25 May 2006 Edition
Nuacht na nOibrithe
Massive increase in employers denying holiday rights
Sinn Féin spokesperson on Employment and Workers Rights, Arthur Morgan TD, has described as 'deeply disturbing' the revelation, in reply to a parliamentary question from the Minister for Enterprise, Trade and Employment, that there was a five fold increase in the number of employers found to be in breach of both annual leave entitlements and public holiday entitlements.
Deputy Morgan said, "The Minister revealed that in 2005, 89 employers were found to be in breach of public holiday entitlements compared to 17 in 2003. He also revealed that 40 employers were found to be in breach of annual leave entitlements in 2005 compared to 8 in 2003. This represents a five fold increase in both cases and is deeply disturbing.
"These figures cannot be put down to increased vigilance from the labour inspectorate in light of the fact that there were only 5,719 inspections in 2005 compared to 7,168 in 2003.
"It is clear that the failure of enforcement and compliance mechanisms is sending a message to employers that they can do what they like. Employers are clearly taking advantage of the weak enforcement regime and this cannot be allowed to continue."
NIPSA protest 'privatisation gone mad'
NIPSA General Secretary John Corey has described the proposed sell off of 530 civil service jobs as 'privatisation gone mad'. He was speaking ahead of a protest organised by the union at Dundonald House on the Stormont Estate on Tuesday.
Speaking to the rally of civil servants Kieran Bannon, Assistant General Secretary of the Northern Ireland Public Service Alliance, condemned a policy which would result in the loss of at least 80 civil service offices being gifted to the private sector.

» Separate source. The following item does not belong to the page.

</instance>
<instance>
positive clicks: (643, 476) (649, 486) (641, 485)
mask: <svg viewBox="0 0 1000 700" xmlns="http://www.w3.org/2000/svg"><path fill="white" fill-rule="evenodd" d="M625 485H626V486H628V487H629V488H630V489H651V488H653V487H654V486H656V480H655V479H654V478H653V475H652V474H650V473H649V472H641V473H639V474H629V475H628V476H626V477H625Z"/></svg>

The privatisation policy - known as 'Workplace 2010' will lead, by that date, to the private sector obtaining 80 buildings which would then be leased back to the Civil Service for a 25 year period, after which they could be re-sold for private profit, even though their services would have been paid for out of public funds over that period. 530 people face the possible loss of their jobs.
"This isn't just selling the family silver, it's selling the family homes and family members therein," said Mr Bannon.
"NIPSA does not accept that a value for money case has been proven or that the private sector will provide a higher standard of service than our members currently provide. Once again we are experiencing an attack on some of our lowest paid members, this time in the support grades."
Workplace bullying affects thousands
More than 9,000 workers in the Six Counties complained of suffering from bullying in the workplace according to figures released by the Labour Relations Agency (LRA).
The announcement was made at a conference held in Belfast co-organised by the LRA and the Equality Commission where a new guide will be launched in an effort to deal with the problem.
Harassment is the most common form of complaint that comes before the Equality Commission, making up a quarter of all complaints and included harassment on the grounds of sex, race, religion and political opinion.
Pat McCartan, Chairman of the Labour Relations Agency said bullying not only affected employees but their families as well.
"The LRA receives 9,000 enquiries per year relating specifically to bullying," he said.
"However, this is just the tip of the iceberg as bullying, harassment and stress in the workplace are elements in the majority of enquiries to the LRA."
One-day strike at FÁS
Staff at the FÁS office on Baggot Street in Dublin staged a one-day work stoppage on Tuesday as part of their ongoing campaign of opposition to the proposed decentralisation scheme that would see many workers facing transfer to Birr, county Offaly, or a loss of promotion prospects.
As An Phoblacht went to press, similar actions at other FÁS head offices were also planned for this week. These protests follow a range of pickets and work-to-rules by SIPTU over the last couple of months as part of an intensive campaign by the union.
Talks at the Labour Relations Commission aimed at resolving the dispute ended without agreement on Tuesday morning.